Sorry for any confusion...

 

[kingpb]

Phase angles of heavily loaded motors drop very quickly out of phase with the supply voltage when disconnected and therefore an attempt to restart the motor prior to allowing the residual voltage to decay before power is applied, can cause excessive shaft torques and can cause abnormally high motor inrush currents. The abnormally high inrush currents can be high enough to trip overcurrent breakers, fuses, and relays, and can damage the motor.

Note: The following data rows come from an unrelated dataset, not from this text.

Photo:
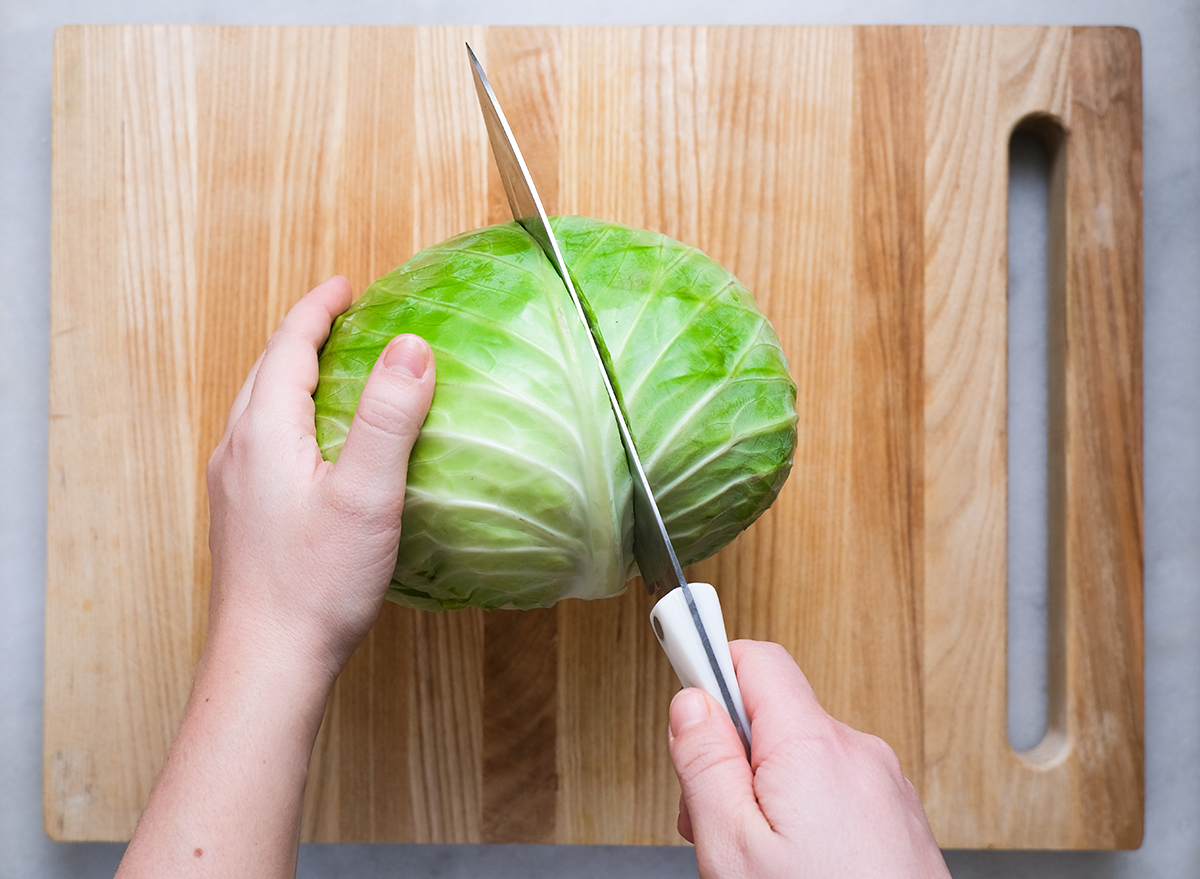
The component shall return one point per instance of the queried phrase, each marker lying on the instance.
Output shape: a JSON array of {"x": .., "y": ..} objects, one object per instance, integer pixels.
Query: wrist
[{"x": 267, "y": 674}]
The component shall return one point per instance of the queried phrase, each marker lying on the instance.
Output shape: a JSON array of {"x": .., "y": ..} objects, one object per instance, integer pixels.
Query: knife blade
[{"x": 688, "y": 620}]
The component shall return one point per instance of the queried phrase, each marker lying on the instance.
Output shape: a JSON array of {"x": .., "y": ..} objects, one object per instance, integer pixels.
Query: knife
[{"x": 688, "y": 619}]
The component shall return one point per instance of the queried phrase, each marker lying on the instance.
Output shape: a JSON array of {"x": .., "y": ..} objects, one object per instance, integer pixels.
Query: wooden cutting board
[{"x": 855, "y": 178}]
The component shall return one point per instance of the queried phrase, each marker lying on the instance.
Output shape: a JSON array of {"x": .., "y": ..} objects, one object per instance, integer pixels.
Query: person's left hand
[{"x": 303, "y": 549}]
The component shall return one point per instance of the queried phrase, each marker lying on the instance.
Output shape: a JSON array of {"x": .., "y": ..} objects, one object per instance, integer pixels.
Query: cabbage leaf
[{"x": 519, "y": 492}]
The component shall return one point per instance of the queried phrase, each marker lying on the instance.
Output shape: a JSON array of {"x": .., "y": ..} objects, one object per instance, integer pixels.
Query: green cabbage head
[{"x": 519, "y": 492}]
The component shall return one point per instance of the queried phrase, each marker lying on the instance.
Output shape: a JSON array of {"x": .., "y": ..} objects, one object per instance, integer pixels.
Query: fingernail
[
  {"x": 688, "y": 707},
  {"x": 407, "y": 354}
]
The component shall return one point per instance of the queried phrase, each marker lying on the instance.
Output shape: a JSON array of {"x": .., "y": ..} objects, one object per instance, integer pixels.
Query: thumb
[
  {"x": 711, "y": 761},
  {"x": 373, "y": 462}
]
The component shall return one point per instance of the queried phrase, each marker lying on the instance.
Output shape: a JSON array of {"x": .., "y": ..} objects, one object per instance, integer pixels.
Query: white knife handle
[{"x": 675, "y": 625}]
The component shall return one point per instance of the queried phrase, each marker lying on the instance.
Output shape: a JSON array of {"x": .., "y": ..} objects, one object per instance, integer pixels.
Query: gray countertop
[{"x": 1170, "y": 34}]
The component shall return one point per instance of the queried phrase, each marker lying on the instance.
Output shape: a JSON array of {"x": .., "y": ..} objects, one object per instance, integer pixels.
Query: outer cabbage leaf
[{"x": 519, "y": 492}]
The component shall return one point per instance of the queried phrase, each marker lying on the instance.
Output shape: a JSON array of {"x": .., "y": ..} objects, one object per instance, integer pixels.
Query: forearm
[{"x": 229, "y": 795}]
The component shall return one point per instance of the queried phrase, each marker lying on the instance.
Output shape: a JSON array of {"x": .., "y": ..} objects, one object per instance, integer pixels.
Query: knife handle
[{"x": 690, "y": 627}]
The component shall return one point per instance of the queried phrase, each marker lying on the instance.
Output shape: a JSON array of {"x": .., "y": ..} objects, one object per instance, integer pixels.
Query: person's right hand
[{"x": 817, "y": 797}]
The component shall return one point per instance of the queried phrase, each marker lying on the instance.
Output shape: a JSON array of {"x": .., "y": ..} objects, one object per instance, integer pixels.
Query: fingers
[
  {"x": 243, "y": 399},
  {"x": 718, "y": 787},
  {"x": 684, "y": 824},
  {"x": 287, "y": 372},
  {"x": 373, "y": 464},
  {"x": 778, "y": 697}
]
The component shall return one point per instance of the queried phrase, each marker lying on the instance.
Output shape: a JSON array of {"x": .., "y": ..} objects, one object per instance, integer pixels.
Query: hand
[
  {"x": 303, "y": 550},
  {"x": 817, "y": 797}
]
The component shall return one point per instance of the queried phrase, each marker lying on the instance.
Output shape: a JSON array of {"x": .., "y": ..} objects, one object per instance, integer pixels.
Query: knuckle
[{"x": 382, "y": 413}]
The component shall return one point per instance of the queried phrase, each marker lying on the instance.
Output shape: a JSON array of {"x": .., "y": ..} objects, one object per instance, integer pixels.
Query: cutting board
[{"x": 855, "y": 178}]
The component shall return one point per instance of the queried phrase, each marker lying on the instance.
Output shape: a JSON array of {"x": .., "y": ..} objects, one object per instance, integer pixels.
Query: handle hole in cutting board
[{"x": 1035, "y": 271}]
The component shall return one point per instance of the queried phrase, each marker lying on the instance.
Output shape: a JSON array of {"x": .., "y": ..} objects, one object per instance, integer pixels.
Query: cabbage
[{"x": 519, "y": 492}]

The solution would be to put in a timer (I believe already mentioned) that would allow a delay of anywhere from 3-10s before allowing the source to be reapplied should be sufficient. Keep in mind that frequently cycled motors require special consideration, since heat build-up that can cause damage to the insualtion is obviously an important consideration.

 

[mull982]

Phase angles of heavily loaded motors drop very quickly out of phase with the supply voltage when disconnected and therefore an attempt to restart the motor prior to allowing the residual voltage to decay before power is applied, can cause excessive shaft torques and can cause abnormally high motor inrush currents. The abnormally high inrush currents can be high enough to trip overcurrent breakers, fuses, and relays, and can damage the motor.

This seems to be the case from what I've heard and read from others. But what about after the voltage supply has dropped off and therefore completely dissipating the magnetic field. I've come to understand that the magnetic field dissipates after a couple of seconds, so what if we are talking about restarting the spinning motor after 5 or 6 seconds when the voltage has totally decayed and the magnetic field has dropped off?

Is there some sort of residual magnetic field that can still exist after the voltage has completely decayed after a couple of seconds??

 

[hdpeng]

Instananeous Trip

Instananeous Trip

I have been having a problem with a 480V circuit breaker tripping for a 125hp motor. The circuit breaker is a 3phase, 480V, 250A instantanous breaker...

NEC Table 430-152 allows up to 800% FLA for instantaneous trip (unless it's type E which is 1100% FLA), so it sounds to me like the breaker is simply undersized. Assuming 140A, you're using an inst. trip that's only 178.6% over FLA.